Are your hands broken? I wanted to say. So I went over and got myself a tissue and told her I also was thinking about lip gloss. “Would you say it’s sticky?” I asked her. “I donno…not really?” was the response I got.
I decided to skip the lip gloss altogether but refused to walk out of there without using up my entire gift card. So I inquired about powder, to which the real icing on the cake moment came. After putting my face under a blinding light and looking at me in a mirror, she remarked that I “had a face full of dead skin, and powder would do me no good.” What I needed, was an exfoliating cleanser. “Do you even have one of those? Because if not, you need one,” she commented.
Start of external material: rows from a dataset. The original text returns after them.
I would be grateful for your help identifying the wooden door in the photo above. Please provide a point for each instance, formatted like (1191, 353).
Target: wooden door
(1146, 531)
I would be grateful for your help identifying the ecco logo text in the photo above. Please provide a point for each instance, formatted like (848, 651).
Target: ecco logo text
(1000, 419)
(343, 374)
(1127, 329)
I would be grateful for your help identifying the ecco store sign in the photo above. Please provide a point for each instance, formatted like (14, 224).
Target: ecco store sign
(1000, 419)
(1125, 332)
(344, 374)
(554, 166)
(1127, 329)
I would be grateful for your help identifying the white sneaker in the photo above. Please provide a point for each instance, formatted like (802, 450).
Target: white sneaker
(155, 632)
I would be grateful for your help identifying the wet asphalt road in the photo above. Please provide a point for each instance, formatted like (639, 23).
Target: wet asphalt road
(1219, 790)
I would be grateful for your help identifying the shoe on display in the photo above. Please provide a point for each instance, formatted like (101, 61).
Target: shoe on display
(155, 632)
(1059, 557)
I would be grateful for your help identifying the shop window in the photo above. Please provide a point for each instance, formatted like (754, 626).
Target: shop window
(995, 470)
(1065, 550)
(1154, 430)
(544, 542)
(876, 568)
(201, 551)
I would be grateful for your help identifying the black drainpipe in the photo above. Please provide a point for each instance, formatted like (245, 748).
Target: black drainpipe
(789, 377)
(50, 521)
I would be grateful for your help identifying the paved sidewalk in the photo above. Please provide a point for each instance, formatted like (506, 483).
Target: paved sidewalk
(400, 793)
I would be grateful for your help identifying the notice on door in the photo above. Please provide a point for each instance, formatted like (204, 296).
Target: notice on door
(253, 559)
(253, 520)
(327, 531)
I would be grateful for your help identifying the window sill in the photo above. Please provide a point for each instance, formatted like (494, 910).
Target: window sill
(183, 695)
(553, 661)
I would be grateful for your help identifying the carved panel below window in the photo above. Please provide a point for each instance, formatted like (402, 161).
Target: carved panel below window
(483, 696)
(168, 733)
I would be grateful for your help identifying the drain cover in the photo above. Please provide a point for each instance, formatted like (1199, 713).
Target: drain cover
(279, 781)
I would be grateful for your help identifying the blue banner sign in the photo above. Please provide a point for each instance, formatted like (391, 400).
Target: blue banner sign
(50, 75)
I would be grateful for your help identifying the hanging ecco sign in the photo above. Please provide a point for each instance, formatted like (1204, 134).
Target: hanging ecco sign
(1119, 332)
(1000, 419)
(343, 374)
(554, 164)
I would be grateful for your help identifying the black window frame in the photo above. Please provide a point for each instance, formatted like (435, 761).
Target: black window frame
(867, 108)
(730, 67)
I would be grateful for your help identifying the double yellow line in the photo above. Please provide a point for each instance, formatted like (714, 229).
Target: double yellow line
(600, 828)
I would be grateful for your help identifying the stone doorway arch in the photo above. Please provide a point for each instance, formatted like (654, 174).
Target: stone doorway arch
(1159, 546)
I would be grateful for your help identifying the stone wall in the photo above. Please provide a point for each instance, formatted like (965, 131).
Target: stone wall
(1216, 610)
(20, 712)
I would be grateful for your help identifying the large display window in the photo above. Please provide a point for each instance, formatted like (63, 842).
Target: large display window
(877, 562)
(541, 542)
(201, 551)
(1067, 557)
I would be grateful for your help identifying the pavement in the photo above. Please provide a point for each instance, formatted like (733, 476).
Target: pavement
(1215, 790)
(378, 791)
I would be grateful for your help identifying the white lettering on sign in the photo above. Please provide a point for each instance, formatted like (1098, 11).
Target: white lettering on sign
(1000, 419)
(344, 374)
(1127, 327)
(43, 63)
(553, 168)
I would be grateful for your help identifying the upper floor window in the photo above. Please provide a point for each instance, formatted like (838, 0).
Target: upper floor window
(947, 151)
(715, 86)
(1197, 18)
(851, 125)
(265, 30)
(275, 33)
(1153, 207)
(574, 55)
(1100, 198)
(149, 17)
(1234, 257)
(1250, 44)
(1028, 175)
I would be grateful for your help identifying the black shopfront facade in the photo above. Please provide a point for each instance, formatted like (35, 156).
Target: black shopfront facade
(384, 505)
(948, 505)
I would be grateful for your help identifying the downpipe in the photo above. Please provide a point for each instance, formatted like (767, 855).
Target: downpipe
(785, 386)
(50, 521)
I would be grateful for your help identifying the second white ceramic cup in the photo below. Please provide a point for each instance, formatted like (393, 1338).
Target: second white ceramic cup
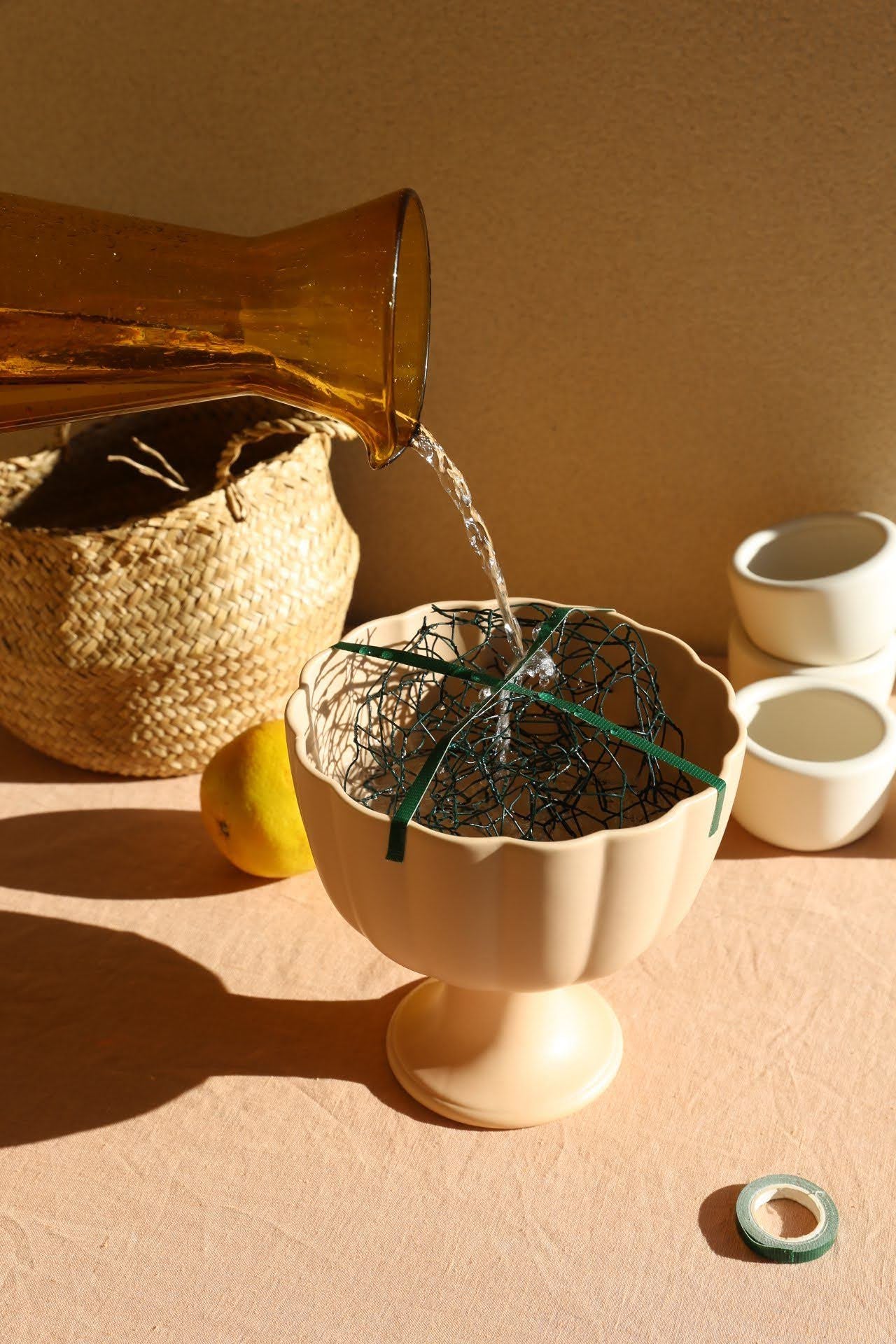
(818, 765)
(820, 589)
(872, 676)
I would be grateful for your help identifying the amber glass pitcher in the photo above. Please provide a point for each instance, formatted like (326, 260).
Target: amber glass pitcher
(104, 314)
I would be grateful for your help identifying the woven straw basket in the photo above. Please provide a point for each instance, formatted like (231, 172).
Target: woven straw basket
(159, 592)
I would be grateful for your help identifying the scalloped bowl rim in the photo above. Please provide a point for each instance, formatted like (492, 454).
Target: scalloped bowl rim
(312, 667)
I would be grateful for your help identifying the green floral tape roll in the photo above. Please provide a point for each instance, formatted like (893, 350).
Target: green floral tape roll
(789, 1250)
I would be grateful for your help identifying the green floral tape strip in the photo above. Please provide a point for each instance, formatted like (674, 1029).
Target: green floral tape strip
(786, 1250)
(412, 802)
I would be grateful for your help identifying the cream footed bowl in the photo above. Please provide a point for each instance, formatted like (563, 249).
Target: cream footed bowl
(507, 1030)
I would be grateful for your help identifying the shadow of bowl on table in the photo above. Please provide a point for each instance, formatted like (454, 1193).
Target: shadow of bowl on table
(101, 1026)
(115, 854)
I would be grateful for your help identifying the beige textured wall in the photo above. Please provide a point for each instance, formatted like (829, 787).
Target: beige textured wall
(663, 242)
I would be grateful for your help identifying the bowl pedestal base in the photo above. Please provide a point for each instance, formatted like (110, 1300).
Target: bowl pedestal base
(500, 1059)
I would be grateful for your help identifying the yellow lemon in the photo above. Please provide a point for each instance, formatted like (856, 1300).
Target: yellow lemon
(248, 804)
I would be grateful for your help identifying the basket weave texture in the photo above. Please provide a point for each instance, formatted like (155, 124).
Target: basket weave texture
(141, 648)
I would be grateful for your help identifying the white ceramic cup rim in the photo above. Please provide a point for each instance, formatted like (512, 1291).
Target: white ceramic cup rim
(750, 547)
(774, 689)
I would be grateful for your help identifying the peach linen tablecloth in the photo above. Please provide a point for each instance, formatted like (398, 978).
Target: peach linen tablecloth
(202, 1140)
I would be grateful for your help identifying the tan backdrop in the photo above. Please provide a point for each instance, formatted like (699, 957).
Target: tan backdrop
(663, 241)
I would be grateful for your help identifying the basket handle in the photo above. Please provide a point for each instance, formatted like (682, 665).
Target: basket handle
(254, 435)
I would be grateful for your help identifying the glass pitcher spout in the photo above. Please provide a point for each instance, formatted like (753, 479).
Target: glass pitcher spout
(102, 314)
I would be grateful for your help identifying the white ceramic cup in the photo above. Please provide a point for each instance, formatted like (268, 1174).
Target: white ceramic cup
(872, 676)
(818, 765)
(820, 589)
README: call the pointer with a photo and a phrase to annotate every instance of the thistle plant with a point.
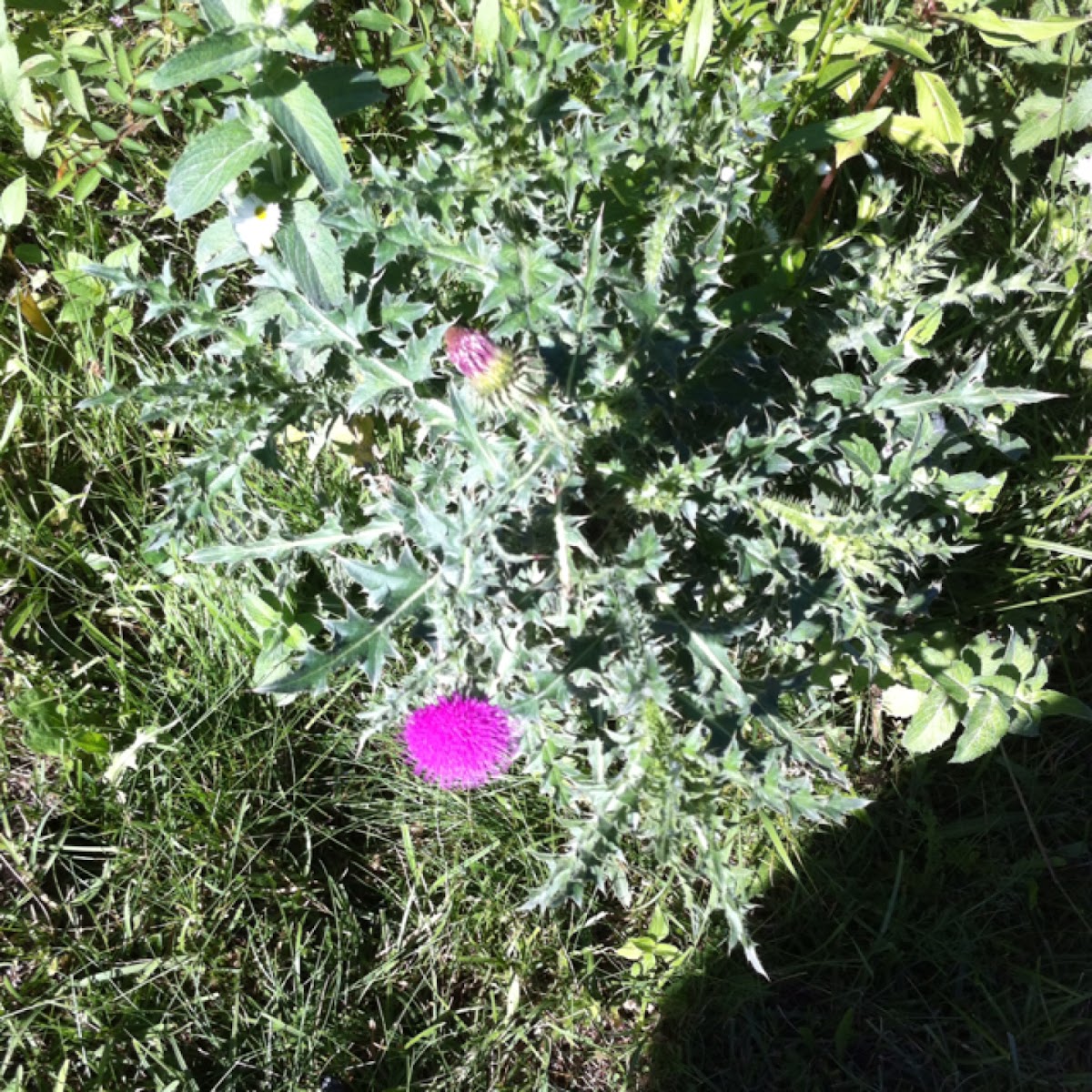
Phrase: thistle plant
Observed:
(735, 481)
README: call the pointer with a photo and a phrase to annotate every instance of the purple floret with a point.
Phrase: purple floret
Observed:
(460, 743)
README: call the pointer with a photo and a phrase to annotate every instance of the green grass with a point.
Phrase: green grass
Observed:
(944, 944)
(259, 899)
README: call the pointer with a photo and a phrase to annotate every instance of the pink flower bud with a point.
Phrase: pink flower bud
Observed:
(487, 367)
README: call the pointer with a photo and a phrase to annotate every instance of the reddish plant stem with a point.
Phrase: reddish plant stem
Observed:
(828, 183)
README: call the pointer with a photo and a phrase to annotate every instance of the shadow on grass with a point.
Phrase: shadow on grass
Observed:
(933, 945)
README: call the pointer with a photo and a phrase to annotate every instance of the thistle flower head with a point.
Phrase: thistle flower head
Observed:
(486, 366)
(460, 743)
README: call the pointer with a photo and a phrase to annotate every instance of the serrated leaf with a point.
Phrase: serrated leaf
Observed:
(956, 681)
(1057, 703)
(487, 25)
(708, 650)
(397, 76)
(217, 54)
(862, 453)
(987, 724)
(896, 43)
(698, 41)
(217, 246)
(923, 331)
(1044, 117)
(933, 724)
(298, 113)
(344, 88)
(311, 252)
(1005, 33)
(358, 640)
(387, 584)
(321, 541)
(942, 116)
(208, 164)
(822, 135)
(845, 389)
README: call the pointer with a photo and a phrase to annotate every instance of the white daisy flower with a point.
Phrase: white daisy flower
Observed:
(1080, 169)
(256, 223)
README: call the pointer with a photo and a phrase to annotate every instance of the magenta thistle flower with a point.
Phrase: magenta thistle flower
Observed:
(486, 366)
(460, 743)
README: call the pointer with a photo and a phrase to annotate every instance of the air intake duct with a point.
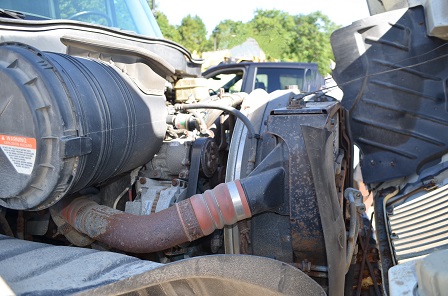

After getting hot in the face, I replied quietly, “Well I go to the dermatologist twice a month and use a mask twice a week, so I can’t possibly have any dead skin.” Especially not all the kinds you’re talking about, I wanted to scream. She looked at me and I swear, raised her eyebrows, while continuing on about her stupid mask that her stupid counter in her stupid store, carried.
“We have a mild one, a medium one, and a strong one, but for you, I would definitely say to go with the strong one.” I looked her square in the eye and said, “It all depends on the cost, because I am not going over the amount on that gift card, nor am I paying more than $25 for a silly cleanser.”
Turns out it was $17; still more than I would have preferred but it worked out perfectly with the eye shadow and I ended up breaking even with my gift card. Thanks, I said as I walked out of Bloomingdale’s feeling more awkward that I had felt since middle school. That eye shadow had better look good, I told myself.